Design Webapp from Scratch Part 2 — Presentation Layer

Han
7 min readMar 31, 2022

--

Following Part 1, imagine we have a web app architecture like the following:

Figure 1. Standard web application architecture.

And The Core is already coded up by other teams, and your job is to implement a presentation layer.

Components in this layer handles three things:

  1. validate the request parameters
  2. Construct command to call Corefor each request from outside
  3. Generate response appropriately from the return result from Core

Each point worth a couple of blogs, but let’s just walk through them briefly, we’ll go into details later.

TL; DR: scroll to the bottom

Validate Request Parameters

The part includes Authentication of user, verify the input parameters are valid (may be even partial authorizations). The Input parameter validation is supposed to be a static checker, not business logic checker. For example, you could validate the date string is actually a date, or some int parameter is in a certain range. (If you are thinking about Domain primitives for validation, that’s great, you are ahead of me). Note that complex validation such as, “does this date match to any of my blog dates?” should not be in here. These kind of logic is business related.

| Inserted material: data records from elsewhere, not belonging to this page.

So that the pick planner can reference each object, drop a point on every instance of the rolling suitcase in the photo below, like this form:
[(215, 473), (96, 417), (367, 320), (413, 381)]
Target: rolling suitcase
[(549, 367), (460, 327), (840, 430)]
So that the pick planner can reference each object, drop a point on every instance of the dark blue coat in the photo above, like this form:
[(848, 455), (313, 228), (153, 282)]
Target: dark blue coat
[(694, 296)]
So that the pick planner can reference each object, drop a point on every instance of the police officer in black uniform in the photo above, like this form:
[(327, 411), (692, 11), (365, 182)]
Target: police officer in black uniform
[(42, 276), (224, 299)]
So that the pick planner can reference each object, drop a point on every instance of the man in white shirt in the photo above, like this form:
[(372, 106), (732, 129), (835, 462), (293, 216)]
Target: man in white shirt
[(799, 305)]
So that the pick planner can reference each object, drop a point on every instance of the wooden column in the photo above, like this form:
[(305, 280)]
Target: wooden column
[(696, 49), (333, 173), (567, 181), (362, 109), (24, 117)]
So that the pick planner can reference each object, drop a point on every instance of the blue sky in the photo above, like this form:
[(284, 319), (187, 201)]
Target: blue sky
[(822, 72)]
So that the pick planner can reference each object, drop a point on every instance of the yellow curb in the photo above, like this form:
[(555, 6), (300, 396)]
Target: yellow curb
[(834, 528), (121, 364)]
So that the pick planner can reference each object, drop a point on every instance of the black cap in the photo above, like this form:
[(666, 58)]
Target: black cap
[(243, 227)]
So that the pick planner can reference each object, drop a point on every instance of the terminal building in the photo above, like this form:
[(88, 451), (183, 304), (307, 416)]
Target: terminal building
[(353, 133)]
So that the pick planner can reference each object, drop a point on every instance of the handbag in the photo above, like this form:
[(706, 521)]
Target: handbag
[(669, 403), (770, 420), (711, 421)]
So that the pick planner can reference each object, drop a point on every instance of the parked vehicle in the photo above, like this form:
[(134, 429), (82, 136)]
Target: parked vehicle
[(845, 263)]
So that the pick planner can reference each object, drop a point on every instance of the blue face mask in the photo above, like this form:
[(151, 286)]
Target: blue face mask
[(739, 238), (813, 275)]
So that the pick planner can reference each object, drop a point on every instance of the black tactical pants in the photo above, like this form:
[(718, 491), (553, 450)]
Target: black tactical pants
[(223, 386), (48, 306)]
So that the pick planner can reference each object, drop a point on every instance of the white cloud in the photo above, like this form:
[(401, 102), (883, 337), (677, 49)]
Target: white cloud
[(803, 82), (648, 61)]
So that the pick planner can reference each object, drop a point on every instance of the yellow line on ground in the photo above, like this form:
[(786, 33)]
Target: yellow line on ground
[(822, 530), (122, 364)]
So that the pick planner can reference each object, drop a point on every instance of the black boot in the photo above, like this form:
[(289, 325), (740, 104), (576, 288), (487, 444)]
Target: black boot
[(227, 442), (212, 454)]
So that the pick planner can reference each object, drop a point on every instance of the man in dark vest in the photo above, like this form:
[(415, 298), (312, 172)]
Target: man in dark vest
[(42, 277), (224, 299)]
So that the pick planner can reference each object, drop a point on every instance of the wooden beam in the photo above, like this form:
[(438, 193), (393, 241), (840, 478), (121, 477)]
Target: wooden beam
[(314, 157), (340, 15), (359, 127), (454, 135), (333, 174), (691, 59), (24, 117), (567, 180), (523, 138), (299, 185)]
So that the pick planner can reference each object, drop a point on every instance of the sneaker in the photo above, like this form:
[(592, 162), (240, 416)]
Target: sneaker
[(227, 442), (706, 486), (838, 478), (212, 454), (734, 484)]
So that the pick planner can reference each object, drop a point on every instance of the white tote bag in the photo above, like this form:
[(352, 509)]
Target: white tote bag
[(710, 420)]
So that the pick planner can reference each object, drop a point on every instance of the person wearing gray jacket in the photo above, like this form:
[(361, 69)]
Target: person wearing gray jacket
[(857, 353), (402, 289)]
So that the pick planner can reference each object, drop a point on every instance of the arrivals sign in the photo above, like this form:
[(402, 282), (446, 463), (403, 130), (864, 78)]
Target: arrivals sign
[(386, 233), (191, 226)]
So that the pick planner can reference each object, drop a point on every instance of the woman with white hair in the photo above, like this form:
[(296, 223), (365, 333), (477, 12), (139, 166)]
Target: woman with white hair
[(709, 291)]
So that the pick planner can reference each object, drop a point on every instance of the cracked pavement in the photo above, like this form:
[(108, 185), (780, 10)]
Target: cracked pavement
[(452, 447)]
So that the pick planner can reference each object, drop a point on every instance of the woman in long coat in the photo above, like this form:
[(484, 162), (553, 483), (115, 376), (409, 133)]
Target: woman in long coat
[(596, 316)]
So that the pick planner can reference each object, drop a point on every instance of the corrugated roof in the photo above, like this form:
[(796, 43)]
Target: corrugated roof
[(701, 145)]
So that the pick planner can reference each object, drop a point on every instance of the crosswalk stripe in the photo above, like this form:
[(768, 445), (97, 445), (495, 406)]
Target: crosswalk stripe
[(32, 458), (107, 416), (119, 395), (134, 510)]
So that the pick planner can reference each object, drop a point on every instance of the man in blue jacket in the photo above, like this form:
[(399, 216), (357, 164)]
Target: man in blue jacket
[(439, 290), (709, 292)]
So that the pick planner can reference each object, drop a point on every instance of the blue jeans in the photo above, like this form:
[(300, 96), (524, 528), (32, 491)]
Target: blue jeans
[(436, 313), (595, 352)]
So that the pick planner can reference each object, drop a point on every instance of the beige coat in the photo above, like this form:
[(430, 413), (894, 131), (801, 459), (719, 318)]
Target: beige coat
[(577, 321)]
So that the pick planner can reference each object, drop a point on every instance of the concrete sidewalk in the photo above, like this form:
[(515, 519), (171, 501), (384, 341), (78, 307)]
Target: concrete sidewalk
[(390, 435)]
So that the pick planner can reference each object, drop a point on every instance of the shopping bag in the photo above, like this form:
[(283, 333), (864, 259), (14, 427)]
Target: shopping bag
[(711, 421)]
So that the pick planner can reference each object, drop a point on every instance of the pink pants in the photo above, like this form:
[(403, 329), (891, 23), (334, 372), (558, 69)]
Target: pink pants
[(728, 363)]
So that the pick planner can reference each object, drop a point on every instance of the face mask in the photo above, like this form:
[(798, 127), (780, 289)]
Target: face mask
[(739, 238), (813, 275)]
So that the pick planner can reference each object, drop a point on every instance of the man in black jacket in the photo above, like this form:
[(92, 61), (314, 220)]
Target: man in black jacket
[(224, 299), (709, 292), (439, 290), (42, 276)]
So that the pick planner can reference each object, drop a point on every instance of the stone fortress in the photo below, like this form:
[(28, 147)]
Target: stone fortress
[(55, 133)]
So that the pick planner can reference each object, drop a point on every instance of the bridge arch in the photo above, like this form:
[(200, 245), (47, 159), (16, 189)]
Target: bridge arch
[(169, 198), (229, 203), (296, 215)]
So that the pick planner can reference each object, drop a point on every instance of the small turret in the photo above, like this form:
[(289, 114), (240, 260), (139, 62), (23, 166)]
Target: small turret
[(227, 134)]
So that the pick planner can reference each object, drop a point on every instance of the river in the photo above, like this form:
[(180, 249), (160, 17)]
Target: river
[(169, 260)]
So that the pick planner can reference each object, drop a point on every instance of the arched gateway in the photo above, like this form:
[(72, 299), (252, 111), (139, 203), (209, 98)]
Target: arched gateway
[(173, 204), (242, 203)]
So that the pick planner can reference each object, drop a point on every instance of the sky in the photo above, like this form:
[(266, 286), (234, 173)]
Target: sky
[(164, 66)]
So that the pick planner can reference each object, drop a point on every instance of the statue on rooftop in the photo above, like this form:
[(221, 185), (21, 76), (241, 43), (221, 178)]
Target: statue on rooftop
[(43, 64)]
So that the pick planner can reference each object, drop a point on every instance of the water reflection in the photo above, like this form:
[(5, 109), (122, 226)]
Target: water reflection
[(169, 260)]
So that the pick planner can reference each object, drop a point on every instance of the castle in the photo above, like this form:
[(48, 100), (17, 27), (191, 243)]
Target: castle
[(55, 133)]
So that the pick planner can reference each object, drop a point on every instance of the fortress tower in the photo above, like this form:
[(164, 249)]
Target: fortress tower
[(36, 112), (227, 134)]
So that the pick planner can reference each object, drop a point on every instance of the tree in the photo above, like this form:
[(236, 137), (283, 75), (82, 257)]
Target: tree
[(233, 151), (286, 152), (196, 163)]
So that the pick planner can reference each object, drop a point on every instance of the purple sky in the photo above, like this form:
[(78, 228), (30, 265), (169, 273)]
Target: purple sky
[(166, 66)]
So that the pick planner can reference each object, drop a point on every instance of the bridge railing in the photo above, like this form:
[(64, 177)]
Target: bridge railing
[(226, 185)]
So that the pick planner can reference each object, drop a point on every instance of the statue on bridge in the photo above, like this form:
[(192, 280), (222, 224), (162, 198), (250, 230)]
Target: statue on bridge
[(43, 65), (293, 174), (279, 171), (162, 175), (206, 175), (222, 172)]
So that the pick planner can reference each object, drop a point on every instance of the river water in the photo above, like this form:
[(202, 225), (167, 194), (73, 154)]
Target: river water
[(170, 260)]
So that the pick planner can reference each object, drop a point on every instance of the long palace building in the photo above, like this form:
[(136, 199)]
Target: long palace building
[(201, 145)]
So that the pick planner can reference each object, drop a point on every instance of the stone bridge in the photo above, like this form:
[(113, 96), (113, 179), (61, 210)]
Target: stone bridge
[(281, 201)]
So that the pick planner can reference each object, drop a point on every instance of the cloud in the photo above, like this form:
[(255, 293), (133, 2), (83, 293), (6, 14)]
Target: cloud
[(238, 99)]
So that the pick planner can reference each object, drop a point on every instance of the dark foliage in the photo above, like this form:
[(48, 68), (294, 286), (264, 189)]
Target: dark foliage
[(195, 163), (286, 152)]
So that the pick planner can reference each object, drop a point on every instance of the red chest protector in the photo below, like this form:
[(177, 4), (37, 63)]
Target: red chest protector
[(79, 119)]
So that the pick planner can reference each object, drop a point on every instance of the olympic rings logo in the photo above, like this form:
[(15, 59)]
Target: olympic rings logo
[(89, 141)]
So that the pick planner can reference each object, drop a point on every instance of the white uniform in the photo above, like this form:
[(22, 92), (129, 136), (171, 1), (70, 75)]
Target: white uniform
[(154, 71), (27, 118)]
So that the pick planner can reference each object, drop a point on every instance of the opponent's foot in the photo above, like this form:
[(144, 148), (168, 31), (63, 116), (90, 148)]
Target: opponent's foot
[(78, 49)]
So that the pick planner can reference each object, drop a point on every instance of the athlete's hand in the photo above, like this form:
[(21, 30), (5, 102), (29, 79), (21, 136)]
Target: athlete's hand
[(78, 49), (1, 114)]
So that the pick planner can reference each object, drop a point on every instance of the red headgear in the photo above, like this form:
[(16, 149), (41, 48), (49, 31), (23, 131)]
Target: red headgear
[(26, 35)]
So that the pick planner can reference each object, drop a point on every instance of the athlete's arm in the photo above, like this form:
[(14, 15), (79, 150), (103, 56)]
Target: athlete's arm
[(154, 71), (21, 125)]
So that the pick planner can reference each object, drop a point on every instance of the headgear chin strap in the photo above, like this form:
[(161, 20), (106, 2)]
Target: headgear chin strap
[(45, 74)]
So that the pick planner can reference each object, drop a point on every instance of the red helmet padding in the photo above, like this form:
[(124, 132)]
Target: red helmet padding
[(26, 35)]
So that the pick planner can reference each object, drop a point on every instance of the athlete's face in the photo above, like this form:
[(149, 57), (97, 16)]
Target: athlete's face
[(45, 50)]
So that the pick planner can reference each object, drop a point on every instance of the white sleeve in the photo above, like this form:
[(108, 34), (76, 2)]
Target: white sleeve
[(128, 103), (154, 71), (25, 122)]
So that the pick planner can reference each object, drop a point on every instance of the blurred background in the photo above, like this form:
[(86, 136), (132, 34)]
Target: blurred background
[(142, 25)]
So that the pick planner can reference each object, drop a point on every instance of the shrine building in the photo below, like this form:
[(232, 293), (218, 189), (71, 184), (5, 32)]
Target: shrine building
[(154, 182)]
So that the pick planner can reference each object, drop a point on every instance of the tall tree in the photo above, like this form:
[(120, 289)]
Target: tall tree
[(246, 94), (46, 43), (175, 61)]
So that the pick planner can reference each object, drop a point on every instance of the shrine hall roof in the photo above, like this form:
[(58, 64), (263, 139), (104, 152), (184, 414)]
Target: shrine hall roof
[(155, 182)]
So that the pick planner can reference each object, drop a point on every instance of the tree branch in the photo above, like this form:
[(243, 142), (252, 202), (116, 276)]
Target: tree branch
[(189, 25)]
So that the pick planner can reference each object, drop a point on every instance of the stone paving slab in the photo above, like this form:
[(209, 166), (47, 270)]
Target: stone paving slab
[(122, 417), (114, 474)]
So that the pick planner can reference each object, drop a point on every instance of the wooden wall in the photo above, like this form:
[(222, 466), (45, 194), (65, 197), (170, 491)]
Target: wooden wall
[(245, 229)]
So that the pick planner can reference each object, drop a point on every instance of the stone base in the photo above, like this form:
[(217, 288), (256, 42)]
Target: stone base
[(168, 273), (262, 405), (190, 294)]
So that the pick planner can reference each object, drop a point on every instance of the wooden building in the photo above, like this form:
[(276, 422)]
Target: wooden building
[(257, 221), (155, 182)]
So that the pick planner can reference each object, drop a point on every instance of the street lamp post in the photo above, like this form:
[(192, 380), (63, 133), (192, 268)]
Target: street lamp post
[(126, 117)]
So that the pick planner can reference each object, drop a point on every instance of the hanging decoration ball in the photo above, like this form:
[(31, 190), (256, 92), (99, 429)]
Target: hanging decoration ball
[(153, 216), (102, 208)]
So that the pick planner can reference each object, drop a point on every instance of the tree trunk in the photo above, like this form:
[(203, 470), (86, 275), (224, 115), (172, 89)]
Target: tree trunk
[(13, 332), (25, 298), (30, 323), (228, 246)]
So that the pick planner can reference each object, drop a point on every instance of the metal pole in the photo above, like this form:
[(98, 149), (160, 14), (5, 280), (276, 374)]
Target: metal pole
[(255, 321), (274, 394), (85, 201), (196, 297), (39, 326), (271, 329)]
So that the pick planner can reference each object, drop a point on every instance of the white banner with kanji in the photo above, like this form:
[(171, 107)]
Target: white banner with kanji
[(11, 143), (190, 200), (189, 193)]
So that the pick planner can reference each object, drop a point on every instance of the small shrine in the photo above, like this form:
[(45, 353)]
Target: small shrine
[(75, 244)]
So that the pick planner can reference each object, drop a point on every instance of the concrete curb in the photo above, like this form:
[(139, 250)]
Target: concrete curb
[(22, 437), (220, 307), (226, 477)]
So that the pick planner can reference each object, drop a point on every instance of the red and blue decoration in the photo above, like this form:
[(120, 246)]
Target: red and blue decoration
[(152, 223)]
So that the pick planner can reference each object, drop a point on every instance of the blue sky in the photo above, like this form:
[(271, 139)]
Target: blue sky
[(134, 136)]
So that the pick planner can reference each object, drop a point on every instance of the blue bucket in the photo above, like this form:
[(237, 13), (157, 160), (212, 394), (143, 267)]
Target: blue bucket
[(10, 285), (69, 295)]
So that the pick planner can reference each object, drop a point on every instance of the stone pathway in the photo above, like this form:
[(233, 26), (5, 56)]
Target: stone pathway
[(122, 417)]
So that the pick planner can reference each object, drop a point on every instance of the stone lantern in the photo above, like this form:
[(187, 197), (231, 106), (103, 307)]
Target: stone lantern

This part is also good for some quick RBAC authorizations, such as does the user have the permission to access certain service. This is actually a quite controversial topic. Because I have seen designs where full RBAC authorizations are implemented in controller, so the calls to service contains no user data. This way the service layer can implement cache easily because it does not return user specific data. But on the other hand, you cannot really know what kind of data you need until you are actually in the service, so doing RBAC before you call the service is quite hard and limited. That is why I mention partial authorizations, because I do believe some level of RBAC could be implemented here and issue an early return for the benefit of performance, but investing too much effort for full authorization framework in controller is not ideal.

The validation section is preferably a static checker, with little or none database travels. Technique such as JWK authentication (avoid query the database to know the user is valid), or cache a permission hashtable for fast authorizations are very helpful.

Construct Command to call Service

Calling service in controller/command line client should be pretty straight forward (Unless it is cross language, and you are building rpc). You just import the service in controller and directly call it.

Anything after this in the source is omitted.